Pasalnya, dalam proses lelang tersebut dinilai berpotensi merugikan negara, karena pihak Unit Layanan Pengadaan (ULP) Kota Malang ditengarai lebih memperhatikan peserta lelang yang melakukan penawaran harga pagu rendah atau turun dibawah 5 persen dari nilai pagu proyek.
Pemerhati pembangunan dan tata kelola Pemerintah Malang Raya, Awangga Wisnuwardhana mengatakan, dalam proses lelang terkesan ada permainan, karena banyak peserta tender yang melakukan penawaran dengan harga penawaran turun dibawah 5 persen dari nilai Harga Perkiraan Sendiri (HPS) Proyek.
“Dalam proses lelang yang dilakukan oleh ULP, banyak kontraktor yang mengajukan penawaran kurang dari 5 persen, itu jelas menimbulkan pertanyaan,” ucap pria yang akrab disapa Angga, saat dikonfirmasi awak media, Kamis (24/8).
Salah satu contoh, lanjut Angga, dalam proses lelang belanja jasa kontruksi pembangunan jalan Joyosuko Agung di Kelurahan Merjosari, Kecamatan Lowokwaru, Kota Malang.
Dalam proyek tersebut, di LPSE Kota Malang tertera nilai pagu proyek sebesar Rp4.254.512.241,00. yang akhirnya ditentukan nilai Harga Perkiraan Sendiri (HPS) Proyek sebesar Rp4.088.400.231,72.

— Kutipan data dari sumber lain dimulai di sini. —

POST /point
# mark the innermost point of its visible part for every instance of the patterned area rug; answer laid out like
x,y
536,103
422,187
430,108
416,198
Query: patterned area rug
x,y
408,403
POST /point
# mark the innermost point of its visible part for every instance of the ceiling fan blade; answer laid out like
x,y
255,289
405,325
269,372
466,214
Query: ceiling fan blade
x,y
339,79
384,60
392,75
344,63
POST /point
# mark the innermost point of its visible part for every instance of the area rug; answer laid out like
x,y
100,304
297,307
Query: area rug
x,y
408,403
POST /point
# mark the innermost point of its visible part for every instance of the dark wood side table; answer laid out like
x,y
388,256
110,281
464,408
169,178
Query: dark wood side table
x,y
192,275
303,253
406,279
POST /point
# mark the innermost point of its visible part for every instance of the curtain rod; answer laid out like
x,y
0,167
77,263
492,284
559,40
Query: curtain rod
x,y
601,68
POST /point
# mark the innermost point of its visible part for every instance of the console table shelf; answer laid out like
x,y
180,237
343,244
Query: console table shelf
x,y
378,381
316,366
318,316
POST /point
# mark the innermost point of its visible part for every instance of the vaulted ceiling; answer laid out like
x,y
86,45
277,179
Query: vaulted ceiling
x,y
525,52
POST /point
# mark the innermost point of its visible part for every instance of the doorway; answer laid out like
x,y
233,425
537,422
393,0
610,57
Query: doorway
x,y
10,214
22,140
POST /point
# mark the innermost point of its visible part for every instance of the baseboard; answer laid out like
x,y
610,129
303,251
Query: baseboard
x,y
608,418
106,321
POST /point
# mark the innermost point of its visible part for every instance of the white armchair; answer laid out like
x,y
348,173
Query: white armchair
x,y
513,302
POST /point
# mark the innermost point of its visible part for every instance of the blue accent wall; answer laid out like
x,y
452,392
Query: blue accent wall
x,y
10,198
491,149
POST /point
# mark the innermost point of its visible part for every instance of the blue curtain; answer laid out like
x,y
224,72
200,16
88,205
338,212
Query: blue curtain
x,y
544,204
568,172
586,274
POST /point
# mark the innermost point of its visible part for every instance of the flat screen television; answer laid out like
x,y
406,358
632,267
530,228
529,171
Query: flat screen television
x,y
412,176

“Di proyek itu terlihat, CV Eka Jaya melakukan penawaran proyek dengan harga penawaran Rp4.001.000.000,00 . atau turun 2,138 persen dari nilai HPS Proyek,” jelasnya.
Padahal, Angga menjelaskan, tujuan lelang atau tender yang sesuai dengan Petunjuk Teknis (Juknis) Keputusan Presiden Republik Indonesia adalah untuk mendapatkan kontraktor pelaksana proyek yang mempunyai tingkat resiko yang paling menguntungkan bagi negara.
“Jika penawaran turunnya sedikit atau kurang dari 5 persen dari nilai HPS, negara bisa dirugikan, lelang itu dicari penawar yang bagus atau lebih dari 5 persen, agar ada sisa anggaran yang dikembalikan ke negara,” tegasnya.